DougW has a good point about higher-voltage cables. At 2-35kV, the cable dielectric layer is typcially ethylene-propylene rubber or cross-linked polyethylene. [Typcially, 15kV-class, 133% insulation-level cable has a dielectric thickness just under ¼ inch.] Inside (under) the dielectric layer in imitate contact with the center conductor, and over the outside of the dielectric are are two semiconducting layers to even out electric stresses in the dielectric. Over the outer semicon is helically-wrapped copper tape or copper wires that must be solidly grounded as part of limiting electric stress in the dielectric layer. A generic term for this material is shielded polymeric cable.

In the last ~80 years, cable manufacturers have found that the dielectric material has to be of extremely high purity with antiseptic conditions during the extrusion process.

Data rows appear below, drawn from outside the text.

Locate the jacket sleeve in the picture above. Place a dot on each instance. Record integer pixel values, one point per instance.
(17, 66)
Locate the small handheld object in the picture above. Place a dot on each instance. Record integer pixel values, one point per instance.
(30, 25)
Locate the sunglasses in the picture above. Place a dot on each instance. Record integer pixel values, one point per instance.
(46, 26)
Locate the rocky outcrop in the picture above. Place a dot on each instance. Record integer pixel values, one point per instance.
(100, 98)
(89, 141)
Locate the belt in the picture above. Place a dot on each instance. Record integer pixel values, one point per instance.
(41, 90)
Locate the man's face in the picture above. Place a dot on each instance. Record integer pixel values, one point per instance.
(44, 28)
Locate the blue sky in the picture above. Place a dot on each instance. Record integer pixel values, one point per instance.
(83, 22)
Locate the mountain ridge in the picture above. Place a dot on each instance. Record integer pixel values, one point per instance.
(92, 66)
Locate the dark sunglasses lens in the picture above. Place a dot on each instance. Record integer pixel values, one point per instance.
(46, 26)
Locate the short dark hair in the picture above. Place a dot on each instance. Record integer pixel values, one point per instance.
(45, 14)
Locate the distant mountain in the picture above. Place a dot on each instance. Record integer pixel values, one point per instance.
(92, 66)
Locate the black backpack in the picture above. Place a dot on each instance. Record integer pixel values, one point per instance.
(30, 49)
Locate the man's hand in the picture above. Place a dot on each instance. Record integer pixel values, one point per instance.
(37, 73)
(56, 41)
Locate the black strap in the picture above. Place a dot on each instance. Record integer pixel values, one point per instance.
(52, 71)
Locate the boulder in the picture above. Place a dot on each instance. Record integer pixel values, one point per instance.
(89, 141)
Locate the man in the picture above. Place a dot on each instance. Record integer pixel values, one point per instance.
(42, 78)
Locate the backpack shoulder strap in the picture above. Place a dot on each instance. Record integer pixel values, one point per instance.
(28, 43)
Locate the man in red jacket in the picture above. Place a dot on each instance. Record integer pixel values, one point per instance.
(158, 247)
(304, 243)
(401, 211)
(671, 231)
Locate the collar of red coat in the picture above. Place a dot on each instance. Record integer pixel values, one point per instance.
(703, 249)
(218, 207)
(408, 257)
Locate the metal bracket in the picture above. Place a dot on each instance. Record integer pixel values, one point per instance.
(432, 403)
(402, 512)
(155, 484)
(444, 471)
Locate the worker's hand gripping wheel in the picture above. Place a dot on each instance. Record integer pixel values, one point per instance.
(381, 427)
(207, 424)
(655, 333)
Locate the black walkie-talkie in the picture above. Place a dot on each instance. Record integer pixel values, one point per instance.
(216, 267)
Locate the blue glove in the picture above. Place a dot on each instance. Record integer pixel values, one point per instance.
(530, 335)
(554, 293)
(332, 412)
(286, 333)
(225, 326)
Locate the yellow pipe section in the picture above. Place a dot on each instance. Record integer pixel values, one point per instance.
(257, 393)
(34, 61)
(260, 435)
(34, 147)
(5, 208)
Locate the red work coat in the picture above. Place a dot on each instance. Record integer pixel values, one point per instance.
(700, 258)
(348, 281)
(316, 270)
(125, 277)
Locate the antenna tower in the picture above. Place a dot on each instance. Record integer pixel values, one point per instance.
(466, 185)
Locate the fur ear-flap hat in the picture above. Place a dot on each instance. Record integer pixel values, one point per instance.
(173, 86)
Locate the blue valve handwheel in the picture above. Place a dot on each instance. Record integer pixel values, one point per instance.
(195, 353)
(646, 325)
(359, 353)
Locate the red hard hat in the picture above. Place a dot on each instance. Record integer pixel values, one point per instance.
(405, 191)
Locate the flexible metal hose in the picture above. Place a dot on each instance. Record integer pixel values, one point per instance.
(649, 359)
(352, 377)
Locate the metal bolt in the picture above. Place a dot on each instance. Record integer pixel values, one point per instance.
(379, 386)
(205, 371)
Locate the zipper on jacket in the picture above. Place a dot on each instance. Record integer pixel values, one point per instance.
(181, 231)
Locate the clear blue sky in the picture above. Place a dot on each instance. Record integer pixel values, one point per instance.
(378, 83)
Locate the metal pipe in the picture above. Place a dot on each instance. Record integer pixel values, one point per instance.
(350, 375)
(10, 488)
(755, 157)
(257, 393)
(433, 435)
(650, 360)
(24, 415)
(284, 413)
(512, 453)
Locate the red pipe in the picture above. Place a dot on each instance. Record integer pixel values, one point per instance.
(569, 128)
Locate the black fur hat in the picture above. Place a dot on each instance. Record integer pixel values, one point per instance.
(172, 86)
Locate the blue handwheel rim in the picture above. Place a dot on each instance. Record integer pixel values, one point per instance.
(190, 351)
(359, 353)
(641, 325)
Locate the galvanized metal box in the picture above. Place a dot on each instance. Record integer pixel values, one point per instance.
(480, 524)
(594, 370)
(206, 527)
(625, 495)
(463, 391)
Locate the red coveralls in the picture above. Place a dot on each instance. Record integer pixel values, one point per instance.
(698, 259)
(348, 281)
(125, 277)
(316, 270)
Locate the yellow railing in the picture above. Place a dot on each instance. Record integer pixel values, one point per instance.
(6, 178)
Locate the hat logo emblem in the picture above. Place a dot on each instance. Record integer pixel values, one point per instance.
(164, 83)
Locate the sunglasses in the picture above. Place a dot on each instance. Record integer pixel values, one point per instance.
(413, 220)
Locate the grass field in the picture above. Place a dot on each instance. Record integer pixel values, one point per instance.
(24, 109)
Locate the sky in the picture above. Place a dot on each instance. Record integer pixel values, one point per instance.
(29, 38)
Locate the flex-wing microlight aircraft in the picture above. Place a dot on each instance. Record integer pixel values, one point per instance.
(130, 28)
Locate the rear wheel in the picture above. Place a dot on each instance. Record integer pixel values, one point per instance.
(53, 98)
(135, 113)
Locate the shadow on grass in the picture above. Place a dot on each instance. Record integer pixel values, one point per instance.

Also, field preparations during installation of cable terminations and splices must be performed by a skilled and experienced person in a clean area to limit premature failure. Before energization of the cable, it is routine to apply DC-overpotential testing to reasonably assure that the circuit will have acceptable reliability over expected life of the installation. Workmanship on installation can be proven by good {or rejected} by poor} overpotential-test results.

[Linked Image from kerite.com]

An MV-cable splice illustration energy.tycoelectronics.com/rrg/raychem_rrg/59.pdf

On the North American continent, the practical upper limit of routinely manufactured extruded-dielectric shielded cable is presently 138kV.

P.S.: Never forget that In all but limited cases, overhead spans are BARE.




[This message has been edited by Bjarney (edited 09-12-2004).]